Map / Reduce – A visual explanation

time to read 5 min | 889 words

Map/Reduce is a term commonly thrown about these days, in essence, it is just a way to take a big task and divide it into discrete tasks that can be done in parallel. A common use case for Map/Reduce is in document database, which is why I found myself thinking deeply about this.

Let us say that we have a set of documents with the following form:

{
  "type": "post",
  "name": "Raven's Map/Reduce functionality",
  "blog_id": 1342,
  "post_id": 29293921,
  "tags": ["raven", "nosql"],
  "post_content": "<p>...</p>",
  "comments": [
    { 
      "source_ip": '124.2.21.2',
      "author": "martin",
      "text": "..."
  }]
}

And we want to answer a question over more than a single document. That sort of operation requires us to use aggregation, and over large amount of data, that is best done using Map/Reduce, to split the work.

Map / Reduce is just a pair of functions, operating over a list of data. In C#, LInq actually gives us a great chance to do things in a way that make it very easy to understand and work with. Let us say that we want to be about to get a count of comments per blog. We can do that using the following Map / Reduce queries:

from post in docs.posts
select new {
  post.blog_id, 
  comments_length = comments.length 
  };

from agg in results
group agg by agg.key into g
select new { 
  agg.blog_id, 
  comments_length = g.Sum(x=>x.comments_length) 
  };

There are a couple of things to note here:

The first query is the map query, it maps the input document into the final format.
The second query is the reduce query, it operates over a set of results and produces an answer.
Note that the reduce query must return its result in the same format that it received it, why will be explained shortly.
The first value in the result is the key, which is what we are aggregating on (think the group by clause in SQL).

Let us see how this works, we start by applying the map query to the set of documents that we have, producing this output:

The next step is to start reducing the results, in real Map/Reduce algorithms, we partition the original input, and work toward the final result. In this case, imagine that the output of the first step was divided into groups of 3 (so 4 groups overall), and then the reduce query was applied to it, giving us:

You can see why it was called reduce, for every batch, we apply a sum by blog_id to get a new Total Comments value. We started with 11 rows, and we ended up with just 10. That is where it gets interesting, because we are still not done, we can still reduce the data further.

This is what we do in the third step, reducing the data further still. That is why the input & output format of the reduce query must match, we will feed the output of several the reduce queries as the input of a new one. You can also see that now we moved from having 10 rows to have just 7.

And the final step is:

And now we are done, we can't reduce the data any further because all the keys are unique.

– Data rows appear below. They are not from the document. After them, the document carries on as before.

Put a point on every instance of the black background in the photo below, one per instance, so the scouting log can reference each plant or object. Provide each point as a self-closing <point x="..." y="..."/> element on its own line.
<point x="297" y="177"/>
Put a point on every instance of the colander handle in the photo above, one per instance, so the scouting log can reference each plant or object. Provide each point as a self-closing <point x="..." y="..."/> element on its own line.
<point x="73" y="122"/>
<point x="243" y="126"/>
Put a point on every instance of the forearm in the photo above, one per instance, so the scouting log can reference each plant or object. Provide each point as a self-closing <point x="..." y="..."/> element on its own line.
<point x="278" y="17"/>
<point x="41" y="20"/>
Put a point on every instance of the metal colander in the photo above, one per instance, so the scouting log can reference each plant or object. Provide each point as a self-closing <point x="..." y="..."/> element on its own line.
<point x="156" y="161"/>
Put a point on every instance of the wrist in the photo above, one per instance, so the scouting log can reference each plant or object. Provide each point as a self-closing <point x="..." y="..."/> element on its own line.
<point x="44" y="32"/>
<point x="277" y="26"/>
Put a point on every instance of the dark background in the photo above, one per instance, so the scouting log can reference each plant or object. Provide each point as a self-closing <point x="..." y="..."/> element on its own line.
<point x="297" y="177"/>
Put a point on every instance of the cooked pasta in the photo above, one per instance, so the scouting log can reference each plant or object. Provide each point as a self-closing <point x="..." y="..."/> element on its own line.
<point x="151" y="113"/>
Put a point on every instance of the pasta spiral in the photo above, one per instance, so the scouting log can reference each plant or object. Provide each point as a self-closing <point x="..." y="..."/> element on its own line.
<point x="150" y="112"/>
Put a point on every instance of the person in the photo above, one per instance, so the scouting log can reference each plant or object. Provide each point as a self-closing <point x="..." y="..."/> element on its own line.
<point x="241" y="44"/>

There is another interesting property of Map / Reduce, let us say that I just added a comment to a post, that would obviously invalidate the results of the query, right?

Well, yes, but not all of them. Assuming that I added a comment to the post whose id is 10, what would I need to do to recalculate the right result?

Map Doc #10 again
Reduce Step 2, Batch #3 again
Reduce Step 3, Batch #1 again
Reduce Step 4

What is important is that I did not have to touch quite a bit of the data, making the recalculation effort far cheaper than it would be otherwise.

And that is (more or less) the notion of Map / Reduce.

Tweet Share Share 19 comments

Tags:

Architecture

Comments

14 Mar 2010
10:53 AM

anon

hey!! thanks for the intro to map.reduce. heard about the term, never got around to investigating it. shall read more.

14 Mar 2010
11:20 AM

Andre Loker

Thanks a lot - another buzzword demystified!

14 Mar 2010
11:43 AM

Torkel

Great explaination.

14 Mar 2010
18:49 PM

Haacked

Great visualization! What's interesting to me is that Map/Reduce will only work with aggregation operations that are associative (and commutative if allowed to be re-ordered) over the set of data.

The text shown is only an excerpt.